When we met Winn Naing, he was a little perplexed why we wanted to interview him.

A retired veterinarian, he led a quiet life with his family in the suburbs of Yangon.

But if the Myanmar government has its way, marriages like his - between a Muslim and a Buddhist - may be heavily restricted.

Winn Naing, married his Buddhist wife, Myaing Than, more than 30 years ago. His Muslim father had wanted him to marry within his own faith but eventually relented.

There was, however, some disapproval from his father's friends. Not that it mattered to him.

He said, "at that time, whether she [his wife] was Buddhist or not was not important. The important thing to me was her moral character".

In a way, his marriage was very much like his parents union, also between a Muslim man and a Buddhist woman.

But religion was never an issue.

"We always tried to do things with understanding," he said.

"If she wanted to go to the monastery, I went with her.
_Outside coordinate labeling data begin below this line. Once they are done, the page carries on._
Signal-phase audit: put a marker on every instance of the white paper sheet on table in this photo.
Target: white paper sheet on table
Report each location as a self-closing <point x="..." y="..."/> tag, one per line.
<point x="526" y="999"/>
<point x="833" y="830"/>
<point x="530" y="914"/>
When I invited imams over to our house to read the Quran, she made preparations for that."

But Myanmar's parliament is considering whether to restrict Buddhist women from marrying outside their religion.

Possible jail term

The draft law was proposed by controversial monk Wirathu last year, who also spearheads the radical Buddhist movement called 969.

An early draft of the bill was circulated last year.

The proposals include making it compulsory for any Buddhist woman to get permission from her parents and local officials before she marries a Muslim man. It also requires men to convert to Buddhism before marriage to a Buddhist.

Anyone who violates the law could be jailed for up to 10 years.

Supporters of the bill said it was necessary to protect Buddhist women.

"The customary laws of other religions are quite strong, stronger than Buddhist laws," said Pamokkha, a Buddhist monk, who teaches at the Kalaywa Tawra Monastery in Yangon.

"We need this bill because there are no legal rules and regulation to protect the rights of Buddhist women."

It's an idea that women’s rights activists find insulting.

"We women have our own rationale to make decisions that affect our daily lives. So nobody, including state, or religious leader, have rights to control a woman’s right to choice," said May Sabe Phyu, Senior Coordinator of the Gender Equality of Network.

Her organisation has been working closely with the government to advance women’s rights. She's angered that the government would choose to champion such a law over their proposals, which focused on giving women better access to education, health and employment opportunities.

Rights concerns

Human rights organisations have also expressed concerns about the bill.

"In ethnically and culturally diverse Burma, government leaders are playing with fire by even considering proposals that would further divide the country by restricting marriage on religious lines," Brad Adams, Asia director at Human Rights Watch, said.

In the last two years, anti-Muslim sentiment occasionally turned violent, with several clashes that killed more than 200 people and displaced more than 170,000 people.

The Democratic Voice of Burma reported that four houses were burnt in an attack against an inter-faith couple in Pegu Division in April.

A group of people had turned up outside a Buddhist woman's house and demanded that she hand over her Muslim partner, who was visiting her at the time.

Still, the bill has gained support. Buddhist monks had collected two million signatures within a month of introducing the bill in late June 2013.

By January 2014, that number had risen to 3 million, they said.

That doesn't deter people like May Sabe Phyu.

"We will take all non-violent measures against this draft bill," she said.

"Even if the draft bill does become law, I want the government to know there were people who fought against it."